Managing Stateful Applications on Kubernetes: Challenges and Best Practices

Stateful applications are computer programs that store information, or state, about their previous interactions with users or other components of a system. The state can include things like user preferences, session data, and application settings. Stateful applications are commonly used for tasks such as e-commerce, banking, and gaming, where it is necessary to maintain a consistent state across multiple interactions with users. But how do you manage such applications in Kubernetes? What are the common challenges and how do you solve them? If you have these questions running through your mind, then this article is for you.

What are stateful applications in Kubernetes?

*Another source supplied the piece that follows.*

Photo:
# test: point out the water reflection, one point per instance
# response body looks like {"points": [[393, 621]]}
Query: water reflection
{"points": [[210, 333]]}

In Kubernetes, stateful applications are those that require persistent storage to maintain their state and data across different instances or nodes. Examples of stateful applications include databases (MongoDB, MySQL, PostgreSQL, etc) messaging systems, big data platforms, and other applications that require a consistent and reliable data storage layer. These systems are often complex and require careful design and implementation to ensure that they are reliable, scalable, and secure.

Stateful applications in Kubernetes must always posses the following characteristics:

Persistence: stateful applications store state information persistently so that it can be accessed across multiple user sessions or interactions with other components of the system.
Consistency: stateful applications ensure that the state is consistent across different interactions. This means that the state should not change unexpectedly and that changes made to the state in one interaction should be reflected in subsequent interactions.
Scalability: stateful applications can be more challenging to scale than stateless applications because the state information needs to be replicated or shared across multiple instances of the application.
Reliability: stateful applications need to be designed to handle failures and errors gracefully because an unexpected failure could result in data loss or corruption.
Security: stateful applications may need to handle sensitive user data, so they need to be designed with appropriate security measures to protect this data from unauthorized access or modification.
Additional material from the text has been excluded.